The former head of Indiana’s public schools faces allegations of favoring a charter school backed by a major donor.

As a result, Tony Bennett announced today during a conference call that he’s resigning from his current post as Florida’s education superintendent.

“The decision to resign is mine and mine only,” Bennett said this morning from Tallahassee, Florida. “It’s not fair to the children of Florida that I continue as commissioner and deal with the distraction.”

During his tenure as Indiana Superintendent for Public Instruction, Tony Bennett pushed a system of grading public and charter schools.
Failing schools were subject to state takeover, including Roosevelt High School in Gary, Indiana.

But those moves and others may have led to Bennett’s failure to win reelection to that post last fall. The Republican lost to Democrat Glenda Ritz.

Soon after, Bennett was hired as Florida’s education commissioner at a salary of $275,000.

But today, he resigned over reports from the Associated Press that he changed the grade of Christel House Academy charter school in Indianapolis from a C to an A.

The school was backed by Christel DeHaan, a major Republican donor.

In a conference call this morning, Bennett said the reports are false, but also distracting.

That’s why he’s quitting despite Florida Governor Rick Scott’s request that he stay on.

Bennett says he expects to be cleared of any wrongdoing.

Meanwhile, Indiana Governor Mike Pence urged the Indiana Department of Education to complete a thorough review of the questions surrounding the 2011-2012 A-F letter grades. He wants the Department to report its findings at the next State Board of Education meeting in August.

“Governor Pence believes in accountability and that students, parents and teachers deserve to know our state has a fair and impartial grading system that accurately describes the performances of our schools,” said Kara Brooks, Press Secretary. “The Governor supports our A-F grading system and believes that the people of Indiana should have confidence in the integrity of that system. … The Governor believes we will be able to make an informed decision about how we might best ensure public confidence in our A-F grading system going forward.”

The American Federation of Teachers released a statement calling for Indiana to suspend its A-F school grading system.

Indiana uses A-F grades to determine which schools get taken over by the state and whether students seeking state-funded vouchers to attend private school need to first spend a year in public school. They also help determine how much state funding schools receive. A low grade also can detract from a neighborhood and drive home buyers elsewhere.

After Bennett learned about a likely low grade for Christel House, he fired off an email last Sept. 12 to his chief of staff.

"This will be a HUGE problem for us," Bennett wrote. "They need to understand that anything less than an A for Christel House comprises all of our accountability work."

Bennett, who had been reworking Florida's grading system as the state's education commissioner, denied that DeHaan's Christel House Academy school received special treatment. He said earlier this week that discovering that the charter would receive a low grade raised broader concerns with grades for other "combined" schools — those that included multiple grade levels — across the state.

But even before this scandal, Indiana House Speaker Brian Bosma said there were questions regarding how the Indiana Department of Education arrived to a final grade.

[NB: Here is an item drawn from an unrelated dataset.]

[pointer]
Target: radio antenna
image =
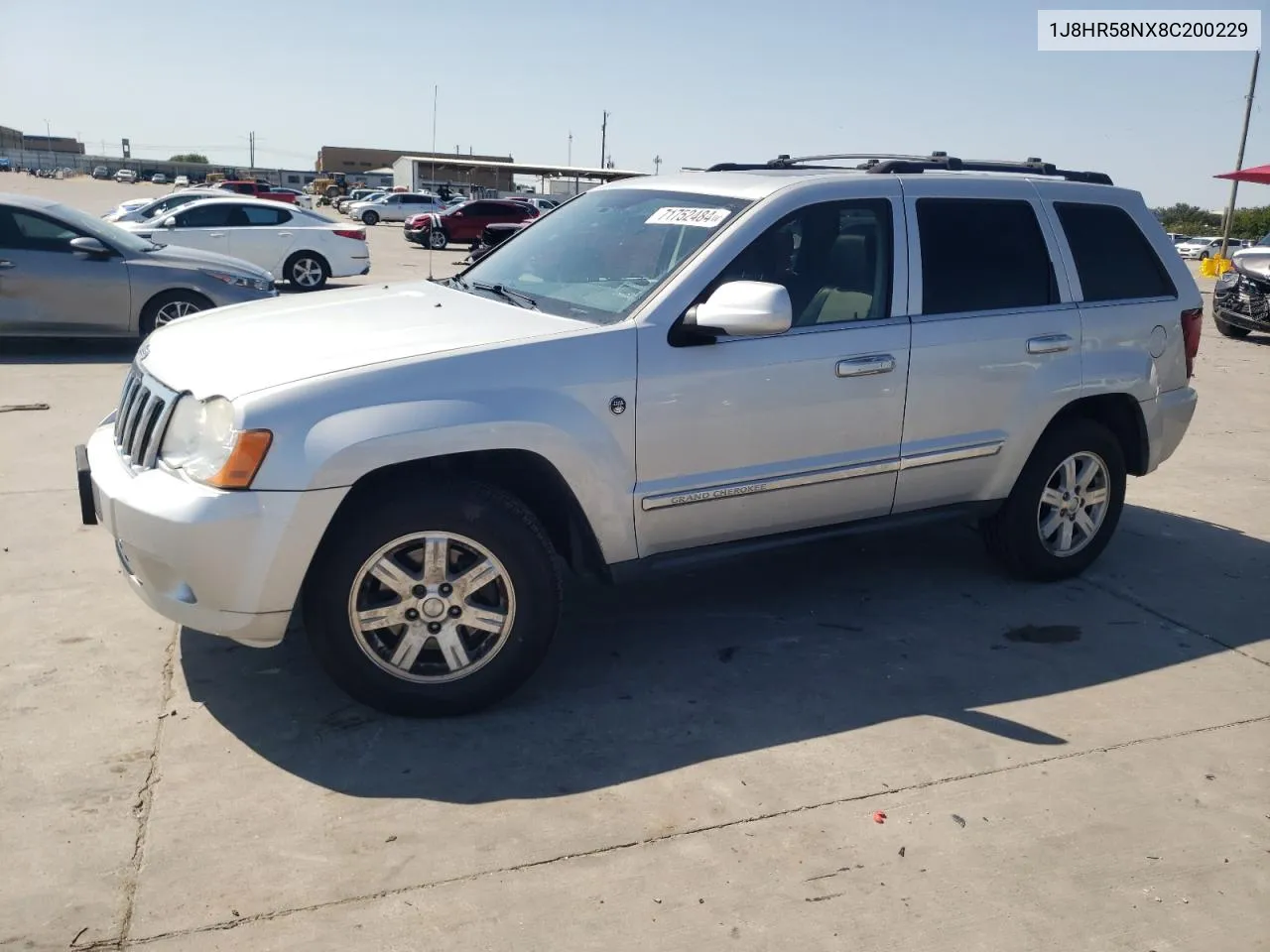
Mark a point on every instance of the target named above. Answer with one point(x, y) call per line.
point(435, 89)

House Bill 1427 was passed to require the DOE to evaluate the fairness of the system.

“We already had some concerns about it just in how you balance growth, improvement and raw scores,” Bosma said. “We’re committed to having the system but it just has to be the right system.”

Bosma said the the rise in Christel House’s grade may have brought attention to the overall grading system itself.

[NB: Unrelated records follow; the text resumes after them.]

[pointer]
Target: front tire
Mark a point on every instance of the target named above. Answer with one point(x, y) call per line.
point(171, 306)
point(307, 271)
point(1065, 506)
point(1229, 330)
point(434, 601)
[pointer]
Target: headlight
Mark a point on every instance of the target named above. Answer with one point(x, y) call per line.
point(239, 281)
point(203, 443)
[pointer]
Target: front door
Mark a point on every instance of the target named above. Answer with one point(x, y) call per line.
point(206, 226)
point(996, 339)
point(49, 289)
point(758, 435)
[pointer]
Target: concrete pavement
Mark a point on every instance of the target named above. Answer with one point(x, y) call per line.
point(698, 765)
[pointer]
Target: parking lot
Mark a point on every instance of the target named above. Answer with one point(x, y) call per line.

“I’m less convinced that specific changes were made for a single school and more inclined to believe that school’s score gave rise to the realization that there was a flaw in the entire system,” Bosma said.

Bosma also said the school in question, Christel House Academy were educating 9th and 10th grade students. However, the school-grading metric system gave them a zeros for grades 11th and 12th as if it had those grades.

“That was my understanding at the time,” Bosma said. “It’s something more than that, of course, we’d like to get to the bottom of that and see what the real story is.”

The revelations that Bennett and Indiana officials scrambled to change the grade of one school come amid a strong debate over Florida's grading system.

Bennett earlier this month pushed the Florida board that oversees education policy to adopt a "safety net" provision that prevented the grades of more than 500 schools from dropping more than one grade this year.

That provision was adopted by a 4-3 vote amid much debate and criticism that the move would "mask" the true performance of schools. The grades released last week still showed a sharp drop in the number of A-rated schools and a jump in the number of F-rated ones.

Bennett’s resignation forced the Florida State Board of Education to hold an emergency meeting Friday. Board members are expected to name Pam Stewart as an interim commissioner. Stewart, who is currently chancellor for the division of public schools, served as interim commissioner before Bennett was hired.

Stewart would take the helm at a critical time. Bennett was poised to decide whether Florida should remain with a national consortium or develop its own set of tests for new common core standards that are scheduled to take effect. Florida's Republican legislative leaders want the state to develop its own assessments.

Bennett's decision to resign came even though he had gotten support from board members after the initial reports from Indiana came out.

"I regret that Commissioner Bennett feels he must resign, but I respect his decision," said John Padget, a state board member from Key West. "He has spent countless hours focused on what's best for Florida's children, and I'll miss him."